The exact amount will be left to the discretion of the housing regulatory authority.
An official from the state housing department said, “We have kept the penalties variable as we think this is a more pragmatic approach. A developer will come to the table to negotiate, pay and move forward only if the amount is reasonable. Our intention is to ensure that the project does not get stuck and buyers are not left in a loop.”
However, urban planner Sulakshana Mahajan said the penalties should have remained high for them to serve as a deterrent. “It is a deterrent if the compounding of the offence is at a flat 10%. Also, it is much better to have a fixed penalty than a discretionary one.”
The state government has also proposed drastically reducing the registration fees for builders as compared with the centre’s rules.
While the centre’s rules call for a registration fee of Rs 10 per square metre for residential projects for land less than 1,000 square metres, and Rs 20 per square metre for projects spread over more than 1,000 square metres, the state government has proposed to reduce these to Re1 and Rs 2, respectively. While the centre’s rules call for a rate of Rs 50 per square metre for land under 1,000 square metres and Rs 100 per square metre for land over 1,000 square metres for commercial projects, the state’s rules do not specify different rates for residential and commercial projects.
Mahajan said, “The registration fee is peanuts, especially for projects in major cities such as Mumbai and Pune.
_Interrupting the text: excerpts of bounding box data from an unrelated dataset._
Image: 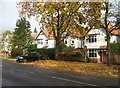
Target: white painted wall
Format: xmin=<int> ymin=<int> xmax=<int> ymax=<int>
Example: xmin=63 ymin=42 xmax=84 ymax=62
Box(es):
xmin=64 ymin=37 xmax=82 ymax=48
xmin=37 ymin=32 xmax=55 ymax=48
xmin=85 ymin=29 xmax=107 ymax=49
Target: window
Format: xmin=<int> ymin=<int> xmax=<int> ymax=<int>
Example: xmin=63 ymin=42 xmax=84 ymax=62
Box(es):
xmin=65 ymin=40 xmax=67 ymax=44
xmin=71 ymin=40 xmax=74 ymax=44
xmin=71 ymin=40 xmax=74 ymax=47
xmin=89 ymin=35 xmax=97 ymax=43
xmin=38 ymin=39 xmax=43 ymax=44
xmin=89 ymin=49 xmax=97 ymax=57
xmin=105 ymin=36 xmax=107 ymax=41
xmin=46 ymin=40 xmax=48 ymax=44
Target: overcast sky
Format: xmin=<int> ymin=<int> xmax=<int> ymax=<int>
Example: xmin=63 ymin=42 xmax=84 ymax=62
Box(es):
xmin=0 ymin=0 xmax=120 ymax=34
xmin=0 ymin=0 xmax=39 ymax=34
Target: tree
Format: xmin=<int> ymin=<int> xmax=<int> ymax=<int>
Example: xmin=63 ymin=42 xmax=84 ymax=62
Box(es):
xmin=3 ymin=30 xmax=12 ymax=38
xmin=34 ymin=27 xmax=37 ymax=33
xmin=19 ymin=1 xmax=104 ymax=57
xmin=11 ymin=18 xmax=32 ymax=53
xmin=102 ymin=0 xmax=120 ymax=66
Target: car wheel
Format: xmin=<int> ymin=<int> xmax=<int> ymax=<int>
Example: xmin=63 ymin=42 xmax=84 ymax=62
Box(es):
xmin=23 ymin=59 xmax=27 ymax=62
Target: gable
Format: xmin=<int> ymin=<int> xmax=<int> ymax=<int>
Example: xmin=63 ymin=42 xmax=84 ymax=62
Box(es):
xmin=36 ymin=29 xmax=54 ymax=40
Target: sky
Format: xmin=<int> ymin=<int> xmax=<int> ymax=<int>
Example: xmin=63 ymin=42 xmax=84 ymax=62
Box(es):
xmin=0 ymin=0 xmax=40 ymax=34
xmin=0 ymin=0 xmax=120 ymax=34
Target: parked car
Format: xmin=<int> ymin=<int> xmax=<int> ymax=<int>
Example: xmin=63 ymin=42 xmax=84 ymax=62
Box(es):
xmin=16 ymin=52 xmax=42 ymax=62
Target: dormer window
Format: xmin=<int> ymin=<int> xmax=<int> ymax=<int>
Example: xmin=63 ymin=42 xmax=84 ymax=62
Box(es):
xmin=105 ymin=36 xmax=107 ymax=41
xmin=88 ymin=35 xmax=97 ymax=43
xmin=64 ymin=40 xmax=67 ymax=44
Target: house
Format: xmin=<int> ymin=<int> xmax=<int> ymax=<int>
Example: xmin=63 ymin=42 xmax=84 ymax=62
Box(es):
xmin=31 ymin=32 xmax=38 ymax=44
xmin=63 ymin=36 xmax=84 ymax=48
xmin=36 ymin=29 xmax=55 ymax=48
xmin=85 ymin=28 xmax=120 ymax=63
xmin=36 ymin=29 xmax=84 ymax=48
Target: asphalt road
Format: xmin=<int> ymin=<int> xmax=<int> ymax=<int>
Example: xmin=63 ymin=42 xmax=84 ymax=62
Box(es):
xmin=2 ymin=60 xmax=118 ymax=87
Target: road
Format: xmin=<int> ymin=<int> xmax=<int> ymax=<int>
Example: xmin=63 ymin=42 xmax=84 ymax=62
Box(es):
xmin=2 ymin=60 xmax=118 ymax=88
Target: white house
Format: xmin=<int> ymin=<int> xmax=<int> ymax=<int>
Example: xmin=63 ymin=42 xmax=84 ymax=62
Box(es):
xmin=36 ymin=29 xmax=84 ymax=48
xmin=36 ymin=29 xmax=55 ymax=48
xmin=64 ymin=36 xmax=84 ymax=48
xmin=85 ymin=28 xmax=120 ymax=63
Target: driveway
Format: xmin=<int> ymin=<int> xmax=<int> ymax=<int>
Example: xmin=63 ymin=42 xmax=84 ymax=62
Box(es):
xmin=2 ymin=60 xmax=118 ymax=88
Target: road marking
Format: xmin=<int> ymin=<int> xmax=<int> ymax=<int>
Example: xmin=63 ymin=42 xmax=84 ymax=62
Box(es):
xmin=12 ymin=68 xmax=34 ymax=74
xmin=52 ymin=76 xmax=97 ymax=86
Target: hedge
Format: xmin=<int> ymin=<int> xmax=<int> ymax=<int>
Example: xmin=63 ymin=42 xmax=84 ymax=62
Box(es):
xmin=28 ymin=48 xmax=55 ymax=60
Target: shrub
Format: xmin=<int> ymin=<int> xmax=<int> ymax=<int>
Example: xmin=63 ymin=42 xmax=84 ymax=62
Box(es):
xmin=110 ymin=43 xmax=120 ymax=53
xmin=28 ymin=48 xmax=55 ymax=60
xmin=11 ymin=48 xmax=23 ymax=57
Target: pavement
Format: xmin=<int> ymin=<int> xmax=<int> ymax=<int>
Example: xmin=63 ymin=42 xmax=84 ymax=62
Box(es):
xmin=0 ymin=57 xmax=118 ymax=88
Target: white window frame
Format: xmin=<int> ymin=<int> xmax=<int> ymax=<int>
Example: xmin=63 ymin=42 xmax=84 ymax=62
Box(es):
xmin=88 ymin=49 xmax=97 ymax=58
xmin=88 ymin=35 xmax=97 ymax=43
xmin=37 ymin=39 xmax=43 ymax=45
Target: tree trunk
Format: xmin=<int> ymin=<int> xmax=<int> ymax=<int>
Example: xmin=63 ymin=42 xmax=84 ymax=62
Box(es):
xmin=55 ymin=8 xmax=61 ymax=60
xmin=106 ymin=29 xmax=111 ymax=66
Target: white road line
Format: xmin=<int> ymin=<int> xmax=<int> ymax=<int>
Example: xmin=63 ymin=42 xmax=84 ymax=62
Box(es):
xmin=52 ymin=76 xmax=97 ymax=86
xmin=12 ymin=68 xmax=34 ymax=74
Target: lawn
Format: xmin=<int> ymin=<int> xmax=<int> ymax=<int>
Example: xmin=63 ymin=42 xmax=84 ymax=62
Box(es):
xmin=8 ymin=59 xmax=120 ymax=78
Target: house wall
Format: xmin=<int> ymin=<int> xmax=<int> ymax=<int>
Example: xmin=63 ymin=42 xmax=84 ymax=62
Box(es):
xmin=85 ymin=29 xmax=107 ymax=62
xmin=37 ymin=33 xmax=55 ymax=48
xmin=47 ymin=40 xmax=55 ymax=48
xmin=64 ymin=37 xmax=84 ymax=48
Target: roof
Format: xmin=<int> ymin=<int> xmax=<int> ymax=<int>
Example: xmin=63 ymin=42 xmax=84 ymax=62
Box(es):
xmin=37 ymin=29 xmax=54 ymax=40
xmin=0 ymin=34 xmax=3 ymax=41
xmin=0 ymin=34 xmax=3 ymax=38
xmin=99 ymin=45 xmax=107 ymax=49
xmin=111 ymin=29 xmax=120 ymax=35
xmin=103 ymin=23 xmax=120 ymax=35
xmin=31 ymin=33 xmax=38 ymax=39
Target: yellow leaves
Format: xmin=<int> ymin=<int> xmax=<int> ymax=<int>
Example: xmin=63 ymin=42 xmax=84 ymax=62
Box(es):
xmin=9 ymin=59 xmax=119 ymax=78
xmin=36 ymin=3 xmax=41 ymax=8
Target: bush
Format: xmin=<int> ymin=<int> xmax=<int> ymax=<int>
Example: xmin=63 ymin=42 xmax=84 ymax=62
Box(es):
xmin=110 ymin=43 xmax=120 ymax=53
xmin=28 ymin=48 xmax=55 ymax=60
xmin=11 ymin=48 xmax=23 ymax=57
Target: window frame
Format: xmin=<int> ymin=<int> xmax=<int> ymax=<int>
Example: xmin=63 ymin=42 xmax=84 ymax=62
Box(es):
xmin=88 ymin=49 xmax=97 ymax=58
xmin=88 ymin=34 xmax=97 ymax=43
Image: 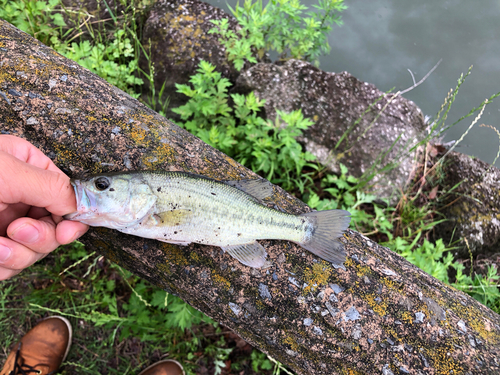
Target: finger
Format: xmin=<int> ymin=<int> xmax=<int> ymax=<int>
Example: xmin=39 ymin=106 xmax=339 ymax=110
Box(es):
xmin=0 ymin=203 xmax=29 ymax=236
xmin=0 ymin=151 xmax=76 ymax=216
xmin=56 ymin=220 xmax=89 ymax=245
xmin=7 ymin=216 xmax=60 ymax=253
xmin=0 ymin=237 xmax=45 ymax=270
xmin=24 ymin=207 xmax=50 ymax=220
xmin=0 ymin=135 xmax=61 ymax=172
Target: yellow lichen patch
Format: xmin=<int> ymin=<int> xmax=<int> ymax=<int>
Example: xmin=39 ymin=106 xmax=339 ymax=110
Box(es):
xmin=356 ymin=265 xmax=371 ymax=277
xmin=401 ymin=311 xmax=413 ymax=324
xmin=344 ymin=258 xmax=356 ymax=268
xmin=468 ymin=317 xmax=500 ymax=345
xmin=303 ymin=261 xmax=332 ymax=294
xmin=212 ymin=270 xmax=231 ymax=290
xmin=283 ymin=336 xmax=299 ymax=352
xmin=54 ymin=143 xmax=80 ymax=164
xmin=189 ymin=251 xmax=201 ymax=263
xmin=130 ymin=125 xmax=147 ymax=146
xmin=424 ymin=344 xmax=463 ymax=375
xmin=143 ymin=143 xmax=175 ymax=168
xmin=342 ymin=368 xmax=364 ymax=375
xmin=364 ymin=295 xmax=387 ymax=316
xmin=161 ymin=243 xmax=189 ymax=266
xmin=380 ymin=277 xmax=402 ymax=291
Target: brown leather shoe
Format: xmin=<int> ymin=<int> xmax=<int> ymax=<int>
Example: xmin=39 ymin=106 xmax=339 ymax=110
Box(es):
xmin=0 ymin=316 xmax=72 ymax=375
xmin=139 ymin=359 xmax=186 ymax=375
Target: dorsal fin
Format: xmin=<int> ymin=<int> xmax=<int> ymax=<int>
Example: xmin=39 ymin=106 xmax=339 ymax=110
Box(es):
xmin=222 ymin=178 xmax=273 ymax=200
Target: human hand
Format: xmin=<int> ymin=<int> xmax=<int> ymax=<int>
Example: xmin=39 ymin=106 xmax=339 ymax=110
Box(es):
xmin=0 ymin=135 xmax=88 ymax=280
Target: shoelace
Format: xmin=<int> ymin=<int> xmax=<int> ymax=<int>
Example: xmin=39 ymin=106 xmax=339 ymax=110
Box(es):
xmin=9 ymin=342 xmax=55 ymax=375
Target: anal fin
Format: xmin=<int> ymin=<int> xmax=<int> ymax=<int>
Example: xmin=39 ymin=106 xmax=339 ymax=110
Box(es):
xmin=156 ymin=238 xmax=191 ymax=246
xmin=221 ymin=241 xmax=267 ymax=268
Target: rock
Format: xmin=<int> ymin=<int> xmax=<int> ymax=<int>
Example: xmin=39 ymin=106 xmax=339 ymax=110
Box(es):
xmin=139 ymin=0 xmax=238 ymax=118
xmin=234 ymin=60 xmax=426 ymax=203
xmin=434 ymin=152 xmax=500 ymax=259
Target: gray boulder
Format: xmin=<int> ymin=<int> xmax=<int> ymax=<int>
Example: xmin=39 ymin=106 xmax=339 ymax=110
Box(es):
xmin=139 ymin=0 xmax=238 ymax=118
xmin=435 ymin=152 xmax=500 ymax=259
xmin=234 ymin=60 xmax=426 ymax=203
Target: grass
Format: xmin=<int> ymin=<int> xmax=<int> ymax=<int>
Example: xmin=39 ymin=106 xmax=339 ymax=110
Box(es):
xmin=0 ymin=0 xmax=500 ymax=375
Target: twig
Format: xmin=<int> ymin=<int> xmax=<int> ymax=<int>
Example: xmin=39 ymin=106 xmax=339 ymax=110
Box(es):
xmin=399 ymin=59 xmax=443 ymax=95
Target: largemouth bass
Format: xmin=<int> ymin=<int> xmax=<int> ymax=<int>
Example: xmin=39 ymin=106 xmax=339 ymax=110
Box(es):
xmin=65 ymin=171 xmax=350 ymax=268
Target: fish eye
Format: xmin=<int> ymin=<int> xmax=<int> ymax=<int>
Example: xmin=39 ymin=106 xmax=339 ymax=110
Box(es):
xmin=94 ymin=177 xmax=111 ymax=191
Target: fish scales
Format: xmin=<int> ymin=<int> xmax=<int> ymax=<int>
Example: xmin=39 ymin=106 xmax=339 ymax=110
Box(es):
xmin=145 ymin=174 xmax=312 ymax=246
xmin=65 ymin=171 xmax=350 ymax=267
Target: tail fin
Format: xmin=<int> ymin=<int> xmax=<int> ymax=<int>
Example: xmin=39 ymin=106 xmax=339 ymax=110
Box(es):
xmin=299 ymin=210 xmax=351 ymax=265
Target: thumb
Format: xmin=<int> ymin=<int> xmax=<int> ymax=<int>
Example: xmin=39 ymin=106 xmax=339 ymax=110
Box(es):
xmin=0 ymin=151 xmax=76 ymax=216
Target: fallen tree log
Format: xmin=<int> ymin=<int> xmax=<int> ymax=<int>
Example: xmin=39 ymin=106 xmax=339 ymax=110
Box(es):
xmin=0 ymin=20 xmax=500 ymax=374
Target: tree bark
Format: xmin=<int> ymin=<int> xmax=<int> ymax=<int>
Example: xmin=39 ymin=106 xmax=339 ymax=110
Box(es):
xmin=0 ymin=20 xmax=500 ymax=374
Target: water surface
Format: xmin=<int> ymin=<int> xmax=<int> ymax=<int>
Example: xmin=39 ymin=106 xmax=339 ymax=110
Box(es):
xmin=208 ymin=0 xmax=500 ymax=167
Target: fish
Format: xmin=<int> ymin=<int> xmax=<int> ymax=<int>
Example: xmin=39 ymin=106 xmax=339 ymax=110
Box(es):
xmin=64 ymin=171 xmax=350 ymax=268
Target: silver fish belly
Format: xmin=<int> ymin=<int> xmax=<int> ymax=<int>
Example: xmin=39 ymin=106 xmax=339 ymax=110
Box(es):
xmin=65 ymin=171 xmax=350 ymax=267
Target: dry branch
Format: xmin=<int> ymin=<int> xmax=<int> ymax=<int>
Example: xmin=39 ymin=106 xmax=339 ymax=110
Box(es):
xmin=0 ymin=20 xmax=500 ymax=374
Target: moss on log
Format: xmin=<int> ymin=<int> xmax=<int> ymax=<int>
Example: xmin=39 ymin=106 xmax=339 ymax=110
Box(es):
xmin=0 ymin=20 xmax=500 ymax=374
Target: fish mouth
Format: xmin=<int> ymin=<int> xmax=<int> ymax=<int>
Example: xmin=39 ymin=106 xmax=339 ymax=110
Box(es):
xmin=64 ymin=179 xmax=97 ymax=221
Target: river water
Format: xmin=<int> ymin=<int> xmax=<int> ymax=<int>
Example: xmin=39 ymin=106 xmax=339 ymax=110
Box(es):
xmin=208 ymin=0 xmax=500 ymax=167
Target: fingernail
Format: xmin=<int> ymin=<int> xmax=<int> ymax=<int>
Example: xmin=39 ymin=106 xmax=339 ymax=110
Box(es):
xmin=71 ymin=231 xmax=85 ymax=242
xmin=0 ymin=244 xmax=12 ymax=263
xmin=9 ymin=224 xmax=40 ymax=243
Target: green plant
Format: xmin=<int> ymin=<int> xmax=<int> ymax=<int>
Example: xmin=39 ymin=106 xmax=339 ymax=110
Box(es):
xmin=58 ymin=30 xmax=143 ymax=98
xmin=173 ymin=61 xmax=315 ymax=189
xmin=0 ymin=0 xmax=66 ymax=44
xmin=453 ymin=262 xmax=500 ymax=313
xmin=210 ymin=0 xmax=346 ymax=70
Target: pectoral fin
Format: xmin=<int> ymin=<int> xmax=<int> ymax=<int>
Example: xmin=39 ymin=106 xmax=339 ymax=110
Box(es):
xmin=156 ymin=238 xmax=191 ymax=246
xmin=152 ymin=209 xmax=193 ymax=227
xmin=221 ymin=241 xmax=267 ymax=268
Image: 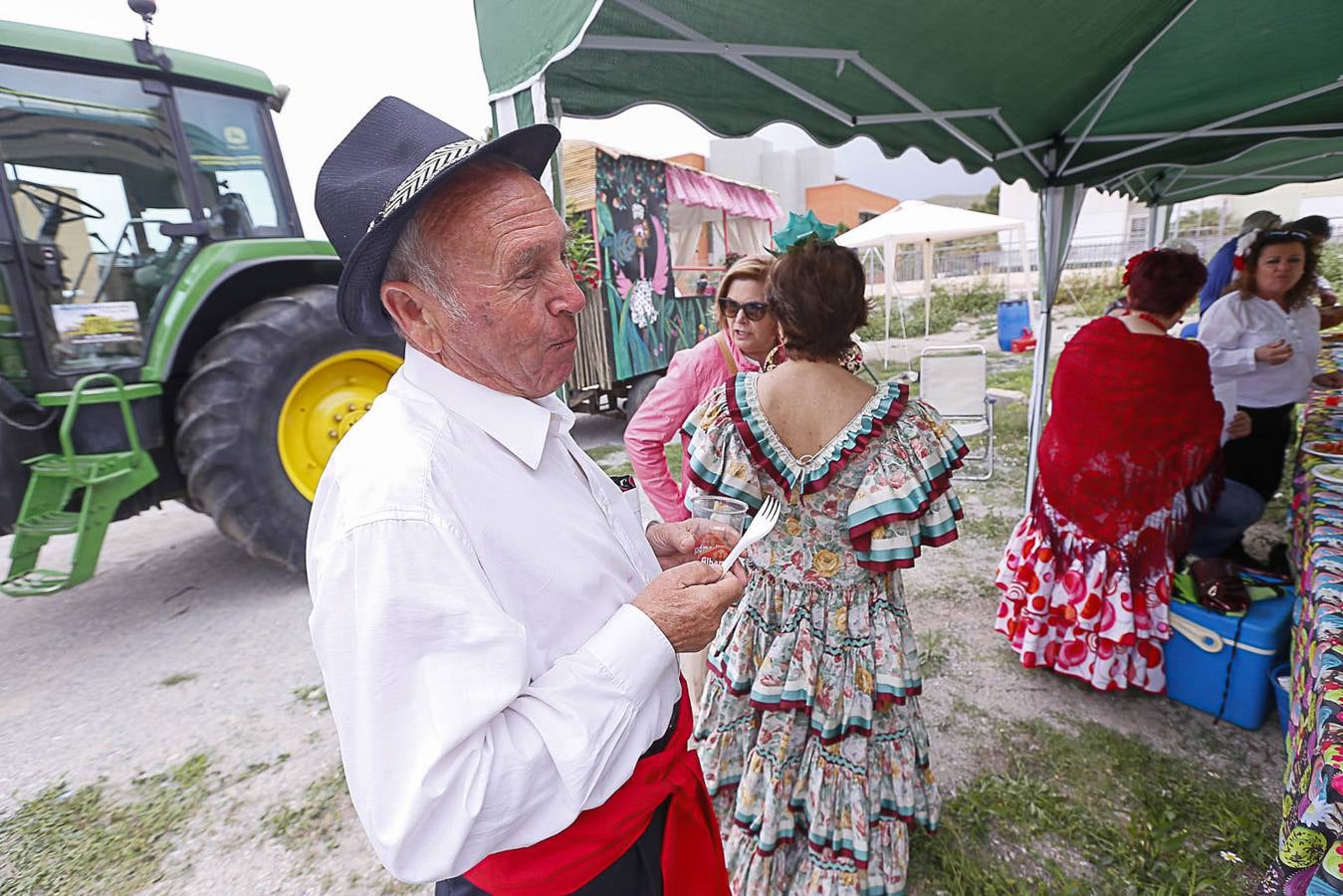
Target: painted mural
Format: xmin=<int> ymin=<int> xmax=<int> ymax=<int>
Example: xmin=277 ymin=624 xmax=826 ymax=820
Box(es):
xmin=595 ymin=150 xmax=707 ymax=380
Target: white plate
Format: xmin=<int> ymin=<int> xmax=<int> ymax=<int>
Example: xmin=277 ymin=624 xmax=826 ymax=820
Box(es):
xmin=1311 ymin=464 xmax=1343 ymax=485
xmin=1301 ymin=439 xmax=1343 ymax=462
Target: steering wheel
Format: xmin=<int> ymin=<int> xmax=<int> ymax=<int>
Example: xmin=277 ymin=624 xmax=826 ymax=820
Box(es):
xmin=9 ymin=180 xmax=107 ymax=236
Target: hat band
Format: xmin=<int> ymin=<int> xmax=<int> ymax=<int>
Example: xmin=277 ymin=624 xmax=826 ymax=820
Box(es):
xmin=368 ymin=139 xmax=485 ymax=230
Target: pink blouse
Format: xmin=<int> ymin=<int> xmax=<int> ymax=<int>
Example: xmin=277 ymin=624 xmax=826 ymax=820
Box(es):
xmin=624 ymin=332 xmax=761 ymax=523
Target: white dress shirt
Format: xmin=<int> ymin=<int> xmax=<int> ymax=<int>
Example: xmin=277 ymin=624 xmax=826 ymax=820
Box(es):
xmin=308 ymin=347 xmax=680 ymax=881
xmin=1198 ymin=293 xmax=1321 ymax=407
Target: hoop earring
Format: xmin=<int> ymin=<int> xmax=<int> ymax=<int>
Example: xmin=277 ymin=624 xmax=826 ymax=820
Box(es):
xmin=839 ymin=342 xmax=862 ymax=376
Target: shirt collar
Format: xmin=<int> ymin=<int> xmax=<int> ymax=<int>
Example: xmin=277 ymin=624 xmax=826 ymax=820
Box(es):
xmin=401 ymin=345 xmax=573 ymax=470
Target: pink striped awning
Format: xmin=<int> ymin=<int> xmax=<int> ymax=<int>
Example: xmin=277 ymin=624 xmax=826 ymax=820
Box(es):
xmin=667 ymin=165 xmax=783 ymax=220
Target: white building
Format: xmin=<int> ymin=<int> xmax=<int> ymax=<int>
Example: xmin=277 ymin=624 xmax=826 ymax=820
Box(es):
xmin=998 ymin=180 xmax=1343 ymax=266
xmin=705 ymin=137 xmax=835 ymax=227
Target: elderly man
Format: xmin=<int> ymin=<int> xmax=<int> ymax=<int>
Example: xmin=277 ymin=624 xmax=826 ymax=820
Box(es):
xmin=308 ymin=99 xmax=743 ymax=896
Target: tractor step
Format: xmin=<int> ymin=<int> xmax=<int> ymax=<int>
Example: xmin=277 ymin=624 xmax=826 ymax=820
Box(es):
xmin=13 ymin=511 xmax=80 ymax=539
xmin=24 ymin=451 xmax=135 ymax=482
xmin=0 ymin=373 xmax=158 ymax=597
xmin=0 ymin=569 xmax=71 ymax=597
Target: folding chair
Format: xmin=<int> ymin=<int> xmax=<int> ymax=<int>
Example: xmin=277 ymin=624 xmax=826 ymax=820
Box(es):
xmin=919 ymin=345 xmax=994 ymax=481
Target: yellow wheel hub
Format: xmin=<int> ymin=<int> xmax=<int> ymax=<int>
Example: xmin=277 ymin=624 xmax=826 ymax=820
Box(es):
xmin=276 ymin=347 xmax=401 ymax=501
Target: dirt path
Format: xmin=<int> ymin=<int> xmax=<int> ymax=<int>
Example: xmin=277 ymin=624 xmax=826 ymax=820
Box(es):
xmin=0 ymin=400 xmax=1284 ymax=893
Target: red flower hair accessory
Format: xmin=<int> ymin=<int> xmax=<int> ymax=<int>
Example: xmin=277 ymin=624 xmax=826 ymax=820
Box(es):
xmin=1119 ymin=249 xmax=1159 ymax=286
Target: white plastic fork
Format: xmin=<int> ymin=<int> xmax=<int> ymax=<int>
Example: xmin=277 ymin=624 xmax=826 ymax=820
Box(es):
xmin=723 ymin=495 xmax=783 ymax=575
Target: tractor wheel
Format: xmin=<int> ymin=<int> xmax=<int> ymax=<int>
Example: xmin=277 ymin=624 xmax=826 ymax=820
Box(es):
xmin=176 ymin=285 xmax=404 ymax=570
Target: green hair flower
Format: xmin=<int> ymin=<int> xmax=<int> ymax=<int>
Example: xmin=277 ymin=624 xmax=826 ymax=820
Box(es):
xmin=774 ymin=211 xmax=839 ymax=253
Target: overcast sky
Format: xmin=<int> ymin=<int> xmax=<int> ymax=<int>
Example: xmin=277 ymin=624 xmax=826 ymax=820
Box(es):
xmin=0 ymin=0 xmax=998 ymax=236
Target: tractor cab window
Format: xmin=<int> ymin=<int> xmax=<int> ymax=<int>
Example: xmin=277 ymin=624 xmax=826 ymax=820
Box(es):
xmin=174 ymin=89 xmax=293 ymax=239
xmin=0 ymin=63 xmax=195 ymax=372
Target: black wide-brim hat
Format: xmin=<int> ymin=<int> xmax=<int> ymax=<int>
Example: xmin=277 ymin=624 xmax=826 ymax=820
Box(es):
xmin=316 ymin=97 xmax=560 ymax=336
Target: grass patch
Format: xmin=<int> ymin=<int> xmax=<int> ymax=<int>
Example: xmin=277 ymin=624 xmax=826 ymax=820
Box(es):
xmin=916 ymin=628 xmax=959 ymax=680
xmin=262 ymin=763 xmax=349 ymax=850
xmin=958 ymin=509 xmax=1020 ymax=544
xmin=858 ymin=280 xmax=1006 ymax=342
xmin=158 ymin=672 xmax=196 ymax=688
xmin=232 ymin=753 xmax=289 ymax=784
xmin=294 ymin=685 xmax=331 ymax=711
xmin=0 ymin=755 xmax=209 ymax=896
xmin=909 ymin=722 xmax=1276 ymax=896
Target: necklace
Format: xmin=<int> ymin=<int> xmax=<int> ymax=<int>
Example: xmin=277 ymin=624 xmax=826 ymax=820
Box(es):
xmin=1124 ymin=308 xmax=1170 ymax=334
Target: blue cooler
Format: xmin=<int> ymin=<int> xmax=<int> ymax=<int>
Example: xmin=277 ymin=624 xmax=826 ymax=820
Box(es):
xmin=998 ymin=299 xmax=1030 ymax=352
xmin=1166 ymin=591 xmax=1296 ymax=731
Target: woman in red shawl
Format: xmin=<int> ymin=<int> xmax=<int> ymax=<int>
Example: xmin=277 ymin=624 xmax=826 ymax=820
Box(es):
xmin=996 ymin=250 xmax=1224 ymax=693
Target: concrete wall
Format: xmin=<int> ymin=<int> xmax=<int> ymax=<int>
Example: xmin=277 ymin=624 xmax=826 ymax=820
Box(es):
xmin=807 ymin=181 xmax=900 ymax=227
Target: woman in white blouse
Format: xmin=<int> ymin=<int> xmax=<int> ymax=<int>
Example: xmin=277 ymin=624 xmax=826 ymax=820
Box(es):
xmin=1198 ymin=230 xmax=1343 ymax=501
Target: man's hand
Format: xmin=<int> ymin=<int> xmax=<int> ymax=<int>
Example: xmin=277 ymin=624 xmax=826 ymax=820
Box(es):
xmin=1227 ymin=411 xmax=1250 ymax=439
xmin=1254 ymin=338 xmax=1292 ymax=365
xmin=634 ymin=560 xmax=747 ymax=653
xmin=1312 ymin=373 xmax=1343 ymax=388
xmin=645 ymin=519 xmax=742 ymax=569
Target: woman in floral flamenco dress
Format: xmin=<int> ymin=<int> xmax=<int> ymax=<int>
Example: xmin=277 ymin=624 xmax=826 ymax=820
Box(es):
xmin=996 ymin=250 xmax=1230 ymax=693
xmin=686 ymin=220 xmax=965 ymax=896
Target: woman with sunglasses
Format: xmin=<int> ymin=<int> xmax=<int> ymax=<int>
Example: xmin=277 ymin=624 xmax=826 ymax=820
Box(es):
xmin=624 ymin=257 xmax=779 ymax=523
xmin=1198 ymin=230 xmax=1343 ymax=540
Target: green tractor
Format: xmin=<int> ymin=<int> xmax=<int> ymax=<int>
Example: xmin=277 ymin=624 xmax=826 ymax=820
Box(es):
xmin=0 ymin=19 xmax=403 ymax=596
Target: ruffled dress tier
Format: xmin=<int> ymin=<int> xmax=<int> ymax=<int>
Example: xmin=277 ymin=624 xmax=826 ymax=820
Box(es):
xmin=994 ymin=493 xmax=1186 ymax=693
xmin=685 ymin=373 xmax=966 ymax=896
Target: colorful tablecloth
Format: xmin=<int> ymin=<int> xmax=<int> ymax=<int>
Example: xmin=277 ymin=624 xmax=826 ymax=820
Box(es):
xmin=1259 ymin=342 xmax=1343 ymax=896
Here, the rules should have been different for A, B and C-class cities of Maharashtra.”
The state’s draft rules, however, tighten the centre’s model rules in several places, mandating developers to state their land costs, cost of construction and total completion cost of the project separately. Maharashtra’s rules also more clearly define components within the land cost and cost of construction, open areas and parking spaces. They also specify timelines for the registration of ongoing projects and put curbs on developers looking to create third-party interests.